I can understand why Lions for Lambs, Robert Redford’s recent movie, received mixed reviews; in fact, I can completely understand why many people would hate it. It is preachy, very preachy. Nearly one-third of the film portrays Tom Cruise’s character (a Republican senator) lecturing Meryl Streep’s character (a veteran reporter) in support of the administration’s fight against terror, while the reporter in turn lectures the senator about the misguided war in Iraq. As the film progresses, Cruise’s character and Streep’s character lecture each other about their complicity in America’s misfortunes.
That is already a great deal of preaching.
The genius of the movie is that it questions whether the political debates in government and academia have any meaning at all.

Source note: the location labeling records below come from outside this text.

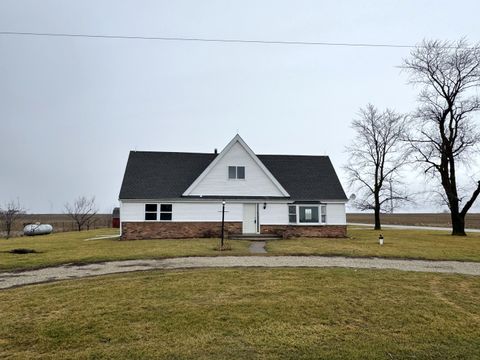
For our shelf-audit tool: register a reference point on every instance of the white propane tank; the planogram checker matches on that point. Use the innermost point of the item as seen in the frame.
(37, 229)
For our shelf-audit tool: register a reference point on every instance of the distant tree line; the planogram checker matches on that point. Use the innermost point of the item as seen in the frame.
(438, 137)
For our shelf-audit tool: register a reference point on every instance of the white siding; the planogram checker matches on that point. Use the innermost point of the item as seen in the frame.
(132, 211)
(336, 214)
(206, 212)
(273, 214)
(256, 182)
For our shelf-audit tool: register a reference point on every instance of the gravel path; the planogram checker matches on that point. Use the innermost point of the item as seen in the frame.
(414, 227)
(65, 272)
(257, 247)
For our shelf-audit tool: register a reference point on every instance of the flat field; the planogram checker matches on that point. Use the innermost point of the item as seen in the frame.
(245, 314)
(75, 247)
(418, 219)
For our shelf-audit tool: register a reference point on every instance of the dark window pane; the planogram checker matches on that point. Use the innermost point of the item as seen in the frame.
(151, 207)
(166, 207)
(308, 214)
(165, 216)
(150, 216)
(240, 172)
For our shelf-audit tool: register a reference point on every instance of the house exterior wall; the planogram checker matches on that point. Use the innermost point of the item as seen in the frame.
(202, 219)
(336, 214)
(217, 183)
(275, 213)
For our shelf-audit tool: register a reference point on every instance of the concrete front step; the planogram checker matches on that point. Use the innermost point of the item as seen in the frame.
(254, 237)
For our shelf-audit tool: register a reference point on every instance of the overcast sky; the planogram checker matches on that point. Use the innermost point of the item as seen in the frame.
(71, 109)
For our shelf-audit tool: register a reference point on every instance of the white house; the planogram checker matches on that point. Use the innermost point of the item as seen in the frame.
(180, 195)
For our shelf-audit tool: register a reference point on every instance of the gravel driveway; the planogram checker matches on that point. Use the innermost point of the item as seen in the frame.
(65, 272)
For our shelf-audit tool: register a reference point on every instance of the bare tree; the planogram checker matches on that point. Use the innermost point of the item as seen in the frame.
(82, 211)
(377, 155)
(13, 210)
(444, 137)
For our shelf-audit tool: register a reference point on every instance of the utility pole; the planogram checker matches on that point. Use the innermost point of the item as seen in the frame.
(223, 224)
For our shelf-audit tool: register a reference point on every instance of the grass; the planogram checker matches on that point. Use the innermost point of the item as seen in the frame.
(410, 244)
(472, 220)
(245, 314)
(71, 247)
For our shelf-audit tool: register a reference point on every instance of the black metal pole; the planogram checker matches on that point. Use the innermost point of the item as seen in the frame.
(223, 224)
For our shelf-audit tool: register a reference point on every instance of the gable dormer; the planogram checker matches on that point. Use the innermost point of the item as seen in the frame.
(236, 171)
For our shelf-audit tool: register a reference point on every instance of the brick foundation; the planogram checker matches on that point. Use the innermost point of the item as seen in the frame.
(289, 231)
(176, 230)
(185, 230)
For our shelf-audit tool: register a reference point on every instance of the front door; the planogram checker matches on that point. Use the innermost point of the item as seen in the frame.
(250, 219)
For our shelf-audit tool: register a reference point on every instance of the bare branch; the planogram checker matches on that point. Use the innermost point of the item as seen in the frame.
(81, 211)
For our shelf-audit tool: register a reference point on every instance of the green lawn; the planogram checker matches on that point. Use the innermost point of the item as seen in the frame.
(72, 247)
(412, 244)
(245, 314)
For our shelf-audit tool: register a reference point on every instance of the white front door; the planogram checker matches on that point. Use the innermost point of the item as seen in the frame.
(250, 219)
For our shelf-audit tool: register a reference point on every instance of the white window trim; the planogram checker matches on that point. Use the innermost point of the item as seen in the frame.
(158, 212)
(297, 214)
(236, 173)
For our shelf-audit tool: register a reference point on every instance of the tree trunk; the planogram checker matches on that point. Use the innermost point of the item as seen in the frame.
(376, 209)
(458, 224)
(8, 228)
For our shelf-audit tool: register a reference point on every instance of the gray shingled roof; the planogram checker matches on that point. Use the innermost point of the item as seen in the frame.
(166, 175)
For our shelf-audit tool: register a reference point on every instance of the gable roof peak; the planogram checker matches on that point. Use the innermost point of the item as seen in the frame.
(236, 139)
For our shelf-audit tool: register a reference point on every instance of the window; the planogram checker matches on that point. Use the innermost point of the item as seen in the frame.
(308, 214)
(236, 172)
(323, 213)
(166, 212)
(150, 211)
(292, 214)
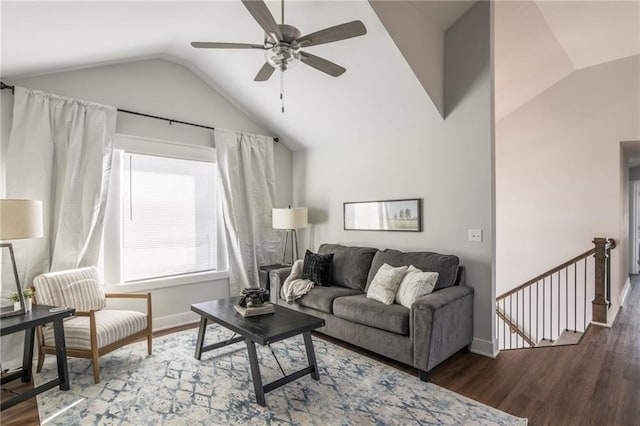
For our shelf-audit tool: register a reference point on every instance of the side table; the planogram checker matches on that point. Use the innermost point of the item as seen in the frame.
(39, 315)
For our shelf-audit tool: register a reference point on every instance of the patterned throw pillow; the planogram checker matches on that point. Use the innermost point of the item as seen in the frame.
(385, 284)
(317, 268)
(414, 285)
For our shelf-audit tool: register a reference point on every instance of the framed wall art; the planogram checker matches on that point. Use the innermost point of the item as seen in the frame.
(388, 215)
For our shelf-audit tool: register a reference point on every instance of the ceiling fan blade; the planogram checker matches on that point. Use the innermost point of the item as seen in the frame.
(264, 73)
(323, 65)
(328, 35)
(260, 12)
(215, 45)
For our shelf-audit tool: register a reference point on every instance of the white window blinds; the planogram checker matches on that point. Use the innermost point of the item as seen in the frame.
(169, 217)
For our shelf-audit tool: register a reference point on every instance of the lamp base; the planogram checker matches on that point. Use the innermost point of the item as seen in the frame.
(11, 312)
(293, 236)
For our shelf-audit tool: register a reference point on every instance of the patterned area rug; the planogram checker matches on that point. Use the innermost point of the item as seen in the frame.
(171, 387)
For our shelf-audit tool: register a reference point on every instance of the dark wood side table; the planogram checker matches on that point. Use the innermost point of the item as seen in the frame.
(39, 315)
(263, 330)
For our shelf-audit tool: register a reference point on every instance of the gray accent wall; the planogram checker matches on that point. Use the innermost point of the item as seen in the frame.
(446, 162)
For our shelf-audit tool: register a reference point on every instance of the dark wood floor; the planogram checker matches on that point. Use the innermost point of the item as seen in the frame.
(594, 383)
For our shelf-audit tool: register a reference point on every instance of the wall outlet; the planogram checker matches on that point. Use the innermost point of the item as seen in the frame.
(475, 235)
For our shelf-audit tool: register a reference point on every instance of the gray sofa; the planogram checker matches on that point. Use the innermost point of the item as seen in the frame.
(437, 325)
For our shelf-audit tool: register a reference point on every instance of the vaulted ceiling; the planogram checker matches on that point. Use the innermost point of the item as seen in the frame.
(45, 37)
(536, 45)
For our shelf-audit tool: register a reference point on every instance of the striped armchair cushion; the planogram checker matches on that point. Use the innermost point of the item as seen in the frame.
(111, 326)
(77, 288)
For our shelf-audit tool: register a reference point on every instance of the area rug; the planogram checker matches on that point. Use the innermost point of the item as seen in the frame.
(171, 387)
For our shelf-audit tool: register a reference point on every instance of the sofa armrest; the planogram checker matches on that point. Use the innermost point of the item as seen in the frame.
(276, 279)
(441, 324)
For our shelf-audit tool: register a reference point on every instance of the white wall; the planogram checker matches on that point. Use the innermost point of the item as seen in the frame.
(166, 89)
(445, 162)
(560, 177)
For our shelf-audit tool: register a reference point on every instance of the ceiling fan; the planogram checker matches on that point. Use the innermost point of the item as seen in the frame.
(283, 43)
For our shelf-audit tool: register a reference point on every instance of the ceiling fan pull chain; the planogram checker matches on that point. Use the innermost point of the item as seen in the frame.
(282, 89)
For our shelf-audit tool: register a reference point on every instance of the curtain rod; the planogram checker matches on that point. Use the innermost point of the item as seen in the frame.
(4, 86)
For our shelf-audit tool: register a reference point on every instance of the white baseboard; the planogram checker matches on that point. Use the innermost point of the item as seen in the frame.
(162, 323)
(615, 307)
(625, 291)
(484, 347)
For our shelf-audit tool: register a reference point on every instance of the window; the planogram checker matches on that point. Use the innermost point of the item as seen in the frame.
(169, 221)
(161, 222)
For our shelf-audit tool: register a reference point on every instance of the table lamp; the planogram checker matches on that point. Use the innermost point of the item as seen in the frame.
(290, 219)
(19, 219)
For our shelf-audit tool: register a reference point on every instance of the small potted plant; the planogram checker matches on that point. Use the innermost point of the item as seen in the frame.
(27, 294)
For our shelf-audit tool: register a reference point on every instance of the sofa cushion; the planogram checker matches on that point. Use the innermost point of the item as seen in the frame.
(414, 285)
(321, 298)
(317, 268)
(445, 265)
(350, 264)
(385, 284)
(359, 309)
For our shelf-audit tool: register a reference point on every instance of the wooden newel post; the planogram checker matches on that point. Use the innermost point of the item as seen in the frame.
(599, 304)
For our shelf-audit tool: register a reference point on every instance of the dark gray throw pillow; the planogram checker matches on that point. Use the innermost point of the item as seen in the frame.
(317, 268)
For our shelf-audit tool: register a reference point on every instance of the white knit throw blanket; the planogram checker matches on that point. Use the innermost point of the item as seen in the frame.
(294, 286)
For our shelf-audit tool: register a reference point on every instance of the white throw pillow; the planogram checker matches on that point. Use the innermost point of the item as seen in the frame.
(414, 285)
(385, 284)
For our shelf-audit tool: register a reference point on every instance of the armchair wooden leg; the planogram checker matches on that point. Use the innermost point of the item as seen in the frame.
(149, 342)
(41, 356)
(96, 368)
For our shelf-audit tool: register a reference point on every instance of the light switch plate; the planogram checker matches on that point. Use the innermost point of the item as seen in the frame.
(475, 235)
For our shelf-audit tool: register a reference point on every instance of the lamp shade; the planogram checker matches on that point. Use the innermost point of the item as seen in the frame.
(20, 219)
(292, 218)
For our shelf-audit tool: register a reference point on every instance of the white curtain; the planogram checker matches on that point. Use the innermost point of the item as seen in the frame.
(59, 152)
(247, 187)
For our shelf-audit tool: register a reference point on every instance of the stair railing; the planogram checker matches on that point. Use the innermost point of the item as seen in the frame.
(537, 312)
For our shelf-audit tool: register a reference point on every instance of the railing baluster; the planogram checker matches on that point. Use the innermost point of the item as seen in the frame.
(504, 324)
(544, 307)
(537, 310)
(511, 316)
(530, 328)
(584, 323)
(566, 298)
(608, 276)
(521, 320)
(559, 303)
(517, 318)
(551, 309)
(575, 297)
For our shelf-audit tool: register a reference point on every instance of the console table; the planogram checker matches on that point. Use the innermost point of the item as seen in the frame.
(39, 315)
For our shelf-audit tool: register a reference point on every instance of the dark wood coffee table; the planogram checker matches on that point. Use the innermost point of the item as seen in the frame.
(261, 329)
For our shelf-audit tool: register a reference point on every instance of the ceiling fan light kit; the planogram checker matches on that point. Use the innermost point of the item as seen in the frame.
(283, 44)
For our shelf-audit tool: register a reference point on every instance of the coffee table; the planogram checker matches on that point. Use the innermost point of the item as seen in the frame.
(261, 329)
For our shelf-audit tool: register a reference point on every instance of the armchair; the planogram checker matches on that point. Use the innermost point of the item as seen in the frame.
(94, 331)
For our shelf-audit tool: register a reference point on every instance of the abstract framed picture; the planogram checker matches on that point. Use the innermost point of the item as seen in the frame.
(388, 215)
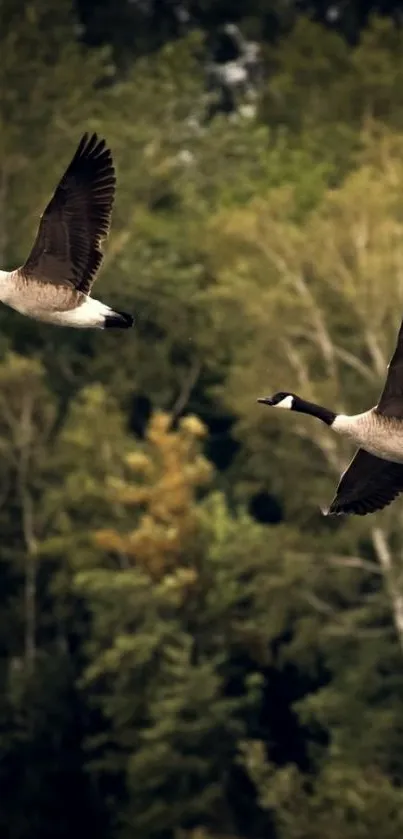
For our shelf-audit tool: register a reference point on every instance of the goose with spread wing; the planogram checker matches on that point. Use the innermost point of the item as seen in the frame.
(374, 478)
(54, 284)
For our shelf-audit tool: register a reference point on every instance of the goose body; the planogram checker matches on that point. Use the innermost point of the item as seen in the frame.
(54, 284)
(374, 477)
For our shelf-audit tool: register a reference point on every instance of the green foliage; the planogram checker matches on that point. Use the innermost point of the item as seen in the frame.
(181, 670)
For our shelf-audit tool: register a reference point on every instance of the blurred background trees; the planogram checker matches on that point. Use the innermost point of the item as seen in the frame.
(188, 649)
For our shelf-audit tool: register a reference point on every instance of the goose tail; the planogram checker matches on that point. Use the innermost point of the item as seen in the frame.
(118, 320)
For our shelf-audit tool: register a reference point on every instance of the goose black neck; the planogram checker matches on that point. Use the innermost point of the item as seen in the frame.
(318, 411)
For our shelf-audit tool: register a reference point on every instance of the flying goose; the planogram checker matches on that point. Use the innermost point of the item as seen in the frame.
(54, 284)
(374, 477)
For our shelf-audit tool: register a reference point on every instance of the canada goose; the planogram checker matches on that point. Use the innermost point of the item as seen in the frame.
(375, 475)
(54, 284)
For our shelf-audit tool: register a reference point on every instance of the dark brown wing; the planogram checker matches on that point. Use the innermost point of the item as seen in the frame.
(368, 484)
(68, 243)
(391, 400)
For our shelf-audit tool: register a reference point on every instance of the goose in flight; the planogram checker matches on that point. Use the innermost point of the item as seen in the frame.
(54, 284)
(374, 478)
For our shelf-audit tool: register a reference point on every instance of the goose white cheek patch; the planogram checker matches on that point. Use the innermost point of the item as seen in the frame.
(287, 402)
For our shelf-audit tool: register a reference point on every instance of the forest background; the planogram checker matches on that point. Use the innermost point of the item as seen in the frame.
(189, 650)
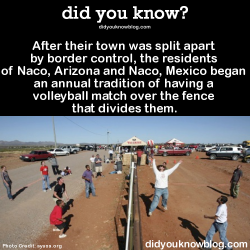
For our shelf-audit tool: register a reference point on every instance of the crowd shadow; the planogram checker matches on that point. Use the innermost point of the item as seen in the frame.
(187, 224)
(219, 191)
(18, 192)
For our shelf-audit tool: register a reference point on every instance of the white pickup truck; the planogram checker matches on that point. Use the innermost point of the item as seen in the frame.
(71, 149)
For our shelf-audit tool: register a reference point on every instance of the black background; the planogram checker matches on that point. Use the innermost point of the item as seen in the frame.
(224, 24)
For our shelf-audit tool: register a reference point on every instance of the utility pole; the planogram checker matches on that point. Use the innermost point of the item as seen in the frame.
(54, 130)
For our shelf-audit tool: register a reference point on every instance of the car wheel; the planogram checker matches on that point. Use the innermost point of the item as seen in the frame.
(212, 157)
(235, 157)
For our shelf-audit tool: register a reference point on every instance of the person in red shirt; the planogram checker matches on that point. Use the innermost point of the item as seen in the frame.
(57, 220)
(139, 154)
(45, 176)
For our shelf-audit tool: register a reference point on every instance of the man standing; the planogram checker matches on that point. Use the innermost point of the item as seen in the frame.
(98, 166)
(92, 163)
(87, 176)
(235, 182)
(54, 165)
(56, 218)
(60, 190)
(139, 154)
(161, 185)
(219, 224)
(45, 176)
(6, 181)
(111, 152)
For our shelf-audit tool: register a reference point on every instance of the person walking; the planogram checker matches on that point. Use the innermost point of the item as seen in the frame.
(57, 220)
(54, 165)
(7, 182)
(92, 163)
(89, 185)
(165, 165)
(111, 152)
(235, 182)
(60, 190)
(98, 166)
(45, 176)
(161, 185)
(139, 154)
(219, 225)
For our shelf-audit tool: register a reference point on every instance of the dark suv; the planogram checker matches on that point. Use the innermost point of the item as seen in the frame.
(36, 155)
(227, 151)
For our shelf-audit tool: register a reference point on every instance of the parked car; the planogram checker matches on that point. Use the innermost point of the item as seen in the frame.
(58, 151)
(228, 152)
(36, 155)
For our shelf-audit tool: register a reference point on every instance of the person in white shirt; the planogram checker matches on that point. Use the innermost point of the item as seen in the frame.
(92, 163)
(111, 152)
(161, 185)
(219, 224)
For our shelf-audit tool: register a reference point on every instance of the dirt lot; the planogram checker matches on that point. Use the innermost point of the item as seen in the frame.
(193, 190)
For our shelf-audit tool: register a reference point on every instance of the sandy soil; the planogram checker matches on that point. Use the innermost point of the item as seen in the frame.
(99, 223)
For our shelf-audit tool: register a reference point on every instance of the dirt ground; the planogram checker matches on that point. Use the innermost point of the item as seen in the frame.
(99, 223)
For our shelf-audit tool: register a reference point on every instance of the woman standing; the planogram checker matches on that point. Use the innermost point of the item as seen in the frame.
(6, 181)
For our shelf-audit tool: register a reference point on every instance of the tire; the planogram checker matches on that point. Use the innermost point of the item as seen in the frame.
(235, 157)
(212, 157)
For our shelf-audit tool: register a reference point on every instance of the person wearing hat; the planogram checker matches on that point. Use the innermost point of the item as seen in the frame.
(60, 190)
(219, 225)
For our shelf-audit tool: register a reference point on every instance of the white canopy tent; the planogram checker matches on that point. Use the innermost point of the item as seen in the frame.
(134, 141)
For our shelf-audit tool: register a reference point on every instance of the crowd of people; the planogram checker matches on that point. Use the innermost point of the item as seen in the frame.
(94, 169)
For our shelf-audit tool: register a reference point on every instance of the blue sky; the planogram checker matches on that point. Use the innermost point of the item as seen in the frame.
(93, 129)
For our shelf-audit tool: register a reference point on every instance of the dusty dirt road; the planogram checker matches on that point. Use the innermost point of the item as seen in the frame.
(193, 190)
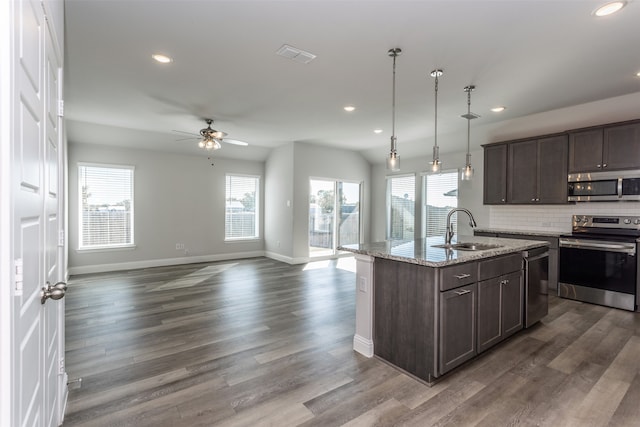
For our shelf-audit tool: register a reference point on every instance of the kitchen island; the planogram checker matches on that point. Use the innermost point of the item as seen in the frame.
(426, 309)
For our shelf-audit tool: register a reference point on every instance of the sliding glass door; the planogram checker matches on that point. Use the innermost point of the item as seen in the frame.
(334, 216)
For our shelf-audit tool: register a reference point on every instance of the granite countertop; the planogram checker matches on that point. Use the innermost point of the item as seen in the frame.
(422, 252)
(522, 232)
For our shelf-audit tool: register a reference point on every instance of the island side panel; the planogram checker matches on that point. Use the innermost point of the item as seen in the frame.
(403, 327)
(363, 338)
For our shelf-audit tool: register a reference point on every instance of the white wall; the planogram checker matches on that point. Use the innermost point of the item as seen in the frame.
(552, 218)
(178, 199)
(278, 214)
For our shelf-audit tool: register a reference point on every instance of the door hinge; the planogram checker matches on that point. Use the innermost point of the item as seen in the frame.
(18, 276)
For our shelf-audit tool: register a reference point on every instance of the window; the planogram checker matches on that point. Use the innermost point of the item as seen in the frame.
(441, 195)
(334, 215)
(106, 206)
(401, 207)
(241, 207)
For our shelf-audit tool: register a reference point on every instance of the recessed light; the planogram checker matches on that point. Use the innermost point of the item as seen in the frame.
(609, 8)
(163, 59)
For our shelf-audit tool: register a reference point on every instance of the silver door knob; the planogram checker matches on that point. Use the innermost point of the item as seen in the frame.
(54, 292)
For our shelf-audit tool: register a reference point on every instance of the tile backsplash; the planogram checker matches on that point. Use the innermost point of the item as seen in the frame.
(554, 218)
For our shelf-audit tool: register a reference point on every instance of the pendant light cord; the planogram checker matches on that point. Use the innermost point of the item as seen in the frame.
(469, 89)
(435, 141)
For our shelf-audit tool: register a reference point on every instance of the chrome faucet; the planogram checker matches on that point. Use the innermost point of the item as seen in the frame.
(448, 234)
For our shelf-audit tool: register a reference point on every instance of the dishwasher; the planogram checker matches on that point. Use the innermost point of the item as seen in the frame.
(536, 301)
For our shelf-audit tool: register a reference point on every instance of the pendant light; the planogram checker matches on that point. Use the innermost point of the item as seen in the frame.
(467, 172)
(393, 161)
(436, 164)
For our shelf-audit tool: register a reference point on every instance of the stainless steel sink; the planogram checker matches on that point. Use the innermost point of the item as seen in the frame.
(468, 246)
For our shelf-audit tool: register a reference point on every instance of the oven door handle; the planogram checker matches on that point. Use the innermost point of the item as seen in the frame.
(628, 248)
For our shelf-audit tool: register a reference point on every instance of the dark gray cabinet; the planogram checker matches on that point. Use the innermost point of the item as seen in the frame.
(585, 150)
(531, 171)
(611, 147)
(495, 174)
(426, 320)
(554, 262)
(457, 326)
(403, 331)
(537, 171)
(500, 300)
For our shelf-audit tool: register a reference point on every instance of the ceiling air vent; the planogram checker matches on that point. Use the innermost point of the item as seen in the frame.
(295, 54)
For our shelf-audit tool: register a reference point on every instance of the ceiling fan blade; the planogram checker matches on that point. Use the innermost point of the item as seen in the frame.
(235, 142)
(188, 133)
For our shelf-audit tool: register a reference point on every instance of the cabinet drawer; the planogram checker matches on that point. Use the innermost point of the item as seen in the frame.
(458, 275)
(501, 265)
(553, 241)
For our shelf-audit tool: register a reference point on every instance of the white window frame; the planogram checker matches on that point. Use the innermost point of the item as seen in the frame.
(257, 211)
(128, 245)
(389, 178)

The sympathetic heroes of the movie are two young men who tire of the arguments and choose action, to wit, going to Afghanistan to fight for their country. As a result of political decisions that are being debated in offices and hallways a long way away, they end up in mortal danger.
The film itself has four vital venues. The senator’s office is the first setting. In the second, a university professor’s office, Robert Redford’s character debates a promising but disengaged student about his role in life. In the third setting, the reporter is arguing in her editor’s office about the role of the press. The fourth is a cold and wintry mountain ridge in Afghanistan.
The senator and reporter have the first Great Debate. Both are consummate insiders. The senator is a crucial player in a new hard-hitting military strategy in Afghanistan, with repercussions for Iraq, Iran, and the entire Near East. The reporter’s initial job in her profession concerned Vietnam, and her left-wing sensibilities — anti-war and anti-Republican sentiments come through loud and clear. After running through the worn out pros and cons for, and against, military action in Asia, the two end up challenging each other over who is using who in the relationship between media and government. When the reporter takes the argument back to her editor, it takes on a different slant: what is the relationship between the corporate world and ‘real’ news?
The more accessible argument is between the professor and the student. The professor is a Vietnam vet turned protester, who became a professor. He thought that he could use his mind, his words, and his professorial credentials to change the world. He was unsuccessful. He resigned himself to a different mission: to single out a few exceptional students and push them toward greatness.
At this time, those teachers who educate students in the social sciences can be forgiven, I think, for considering the teacher something other than a failure. We educate our kids about history and geography and politics, but these are things that don’t necessarily interest most kids, but for good reason. They do not have a frame of reference for understanding the vital importance of these subjects. But as the kids develop, they will utilize what we teach — though most likely without awareness —- as they connect the mental dots and make sense of the world.
The student opposite Redford’s professor became a cynic, figuring at a young age that certain elites make the decisions, and that even entering those elites is corrupting. So earn some money, live a charmed life, and don’t take any responsibility for any of the decisions made in the halls of power.
This brings me to Afghanistan. Two soldiers were in the professor’s class. They decided on action, they decided to do something. They thought that serving their country gave them credibility as the driving forces of change that academia did not. The professor tried to dissuade them, but they joined the Army, as special forces soldiers. This put them in grave danger, and this tied them to the other debates.
Should the student stay home and live the good life, or take the chance of being pinned down by the Taliban in an icy gorge in the Hindu Kush? To what degree does it make a difference if the senator’s military plan is the right one? Does it diminish the soldiers’ nobility and exonerate the professor and student who choose a battlefield of words in a cushy college setting? If soldiers are killed, is the reporter culpable for playing the insiders’ games instead of sounding the alarm? Does the path of action turn the soldiers into pathetic pawns in a game played for the benefit of distant powers? Or are they the lone bona fide players, and the pitiful ones are the suits who send our hopes into the snowy skies over a shadowy and barren country?
Maybe the world is just too complicated for regular folks, and the noble life of action is the morally correct one. Maybe the debates of wonks in Washington or New York no longer connect to the real world.